Täter mehrheitlich Ausländer: Zahl der christenfeindlichen Straftaten explodiert

Medforth AI

Die Zahl christenfeindlicher Delikte ist in Österreich im Jahr 2025 spürbar gestiegen. Laut dem aktuellen “Hate Crime 2025”-Bericht des Innenministeriums wurden 133 entsprechende Vorurteilsmotive registriert – ein Plus von 29 Prozent gegenüber dem Vorjahr. Christenfeindlichkeit macht damit rund 19 Prozent aller religiös motivierten Straftaten aus.

Christen besonders betroffen

Insgesamt erfasste die Polizei 6.751 vorurteilsmotivierte Straftaten. Religiöse Feindlichkeit stellt dabei das dritthäufigste Tatmotiv nach “Weltanschauung” sowie “nationaler oder ethnischer Herkunft” dar. Innerhalb der 696 Straftaten liegen christenfeindliche Taten an dritter Stelle, während andere Religionsgemeinschaften mit 52 Fällen (sieben Prozent) deutlich seltener betroffen sind.

Kirchen, Friedhöfe und Denkmäler im Visier

Ein Schwerpunkt christenfeindlicher Straftaten lag 2025 auf Angriffen gegen religiöse Einrichtungen. Von insgesamt 21 registrierten Vorfällen an Sakralstätten entfielen zwölf auf christliche Ziele wie Kirchen, Friedhöfe oder Denkmäler. Diese Taten äußerten sich überwiegend in Form schwerer Sachbeschädigung.

Christen-Hasser sind jung und migrantisch

Bei den Tatverdächtigen zeigt sich im Bereich der Christenfeindlichkeit eine vergleichsweise junge Altersstruktur. Besonders häufig wurden Jugendliche zwischen 14 und unter 18 Jahren registriert; 27 Tatverdächtige entfielen auf diese Gruppe.
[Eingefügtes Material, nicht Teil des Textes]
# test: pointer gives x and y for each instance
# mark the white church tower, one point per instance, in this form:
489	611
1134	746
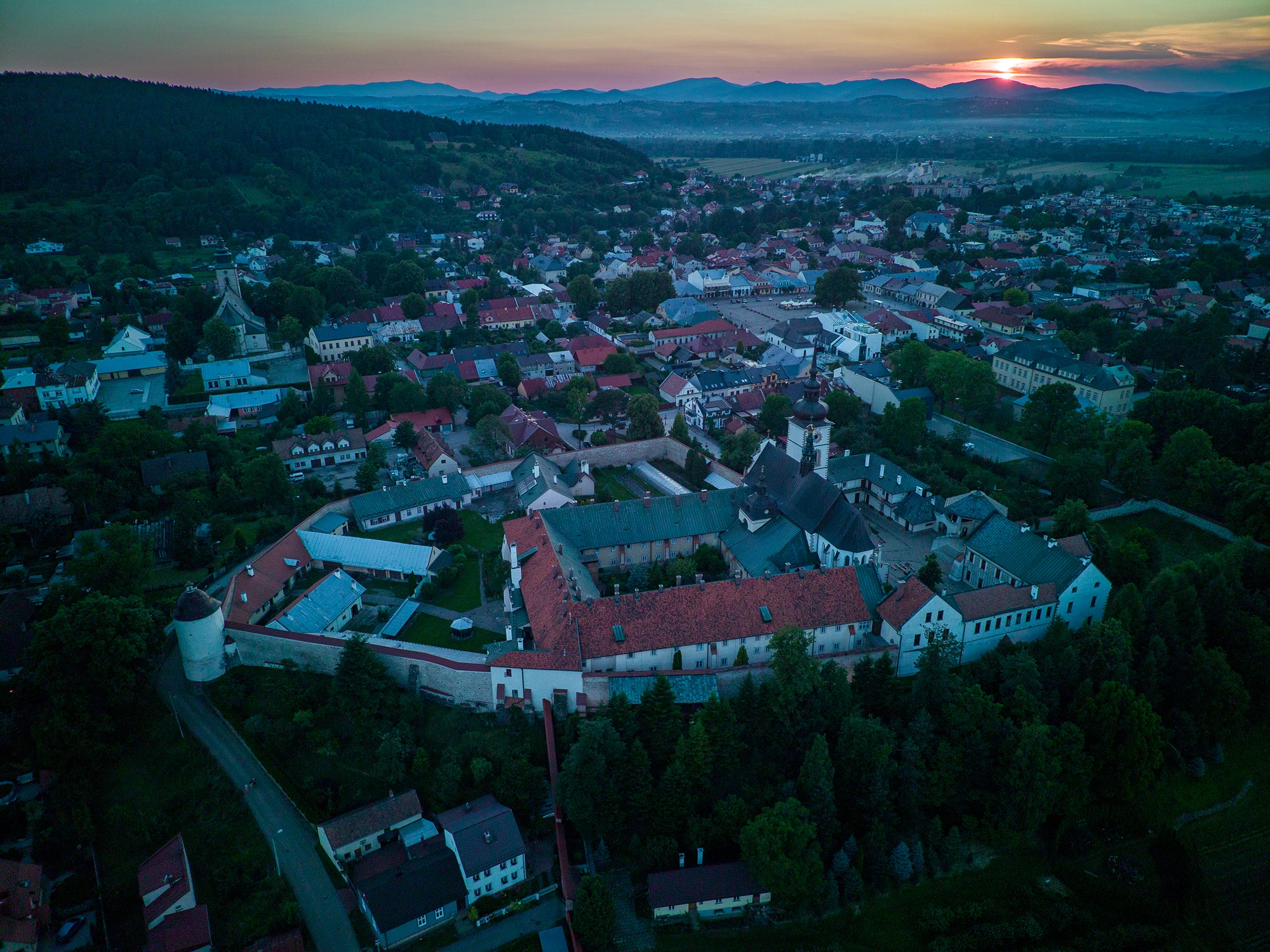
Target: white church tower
200	634
808	440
In anderen Bereichen religiöser Feindlichkeit dominieren hingegen ältere Altersgruppen.

Auch bei der Staatsbürgerschaft bestehen Unterschiede: Während der Anteil ausländischer Tatverdächtiger bei Hate Crimes insgesamt 28 Prozent beträgt, liegt er bei christenfeindlichen Delikten bei 57 Prozent. Sogar bei “muslimfeindlichen” Taten liegt dieser Anteil bei 43 Prozent.

Antisemitismus vor allem im Netz

“Antimoslemische” Straftaten ereignen sich laut Bericht vor allem im öffentlichen Raum, wo 69 Vorfälle registriert wurden. Antisemitische Delikte treten hingegen häufig im Internet auf: Mehr als ein Drittel der Fälle – konkret 94 – wurde online als Hassposting oder durch die Gutheißung terroristischer Straftaten begangen.

Meiste “Hate”-Delikte in Vorarlberg

Die Gesamtbelastung durch Hate Crime blieb mit 80 Vorurteilsmotiven pro 100.000 Einwohnern stabil. Regional verzeichnete Vorarlberg mit 148 Motiven pro 100.000 Einwohnern die höchste Rate, Tirol mit 51 die niedrigste. Die Aufklärungsquote lag bei 71 Prozent und damit deutlich über jener der Gesamtkriminalität (53,6 Prozent).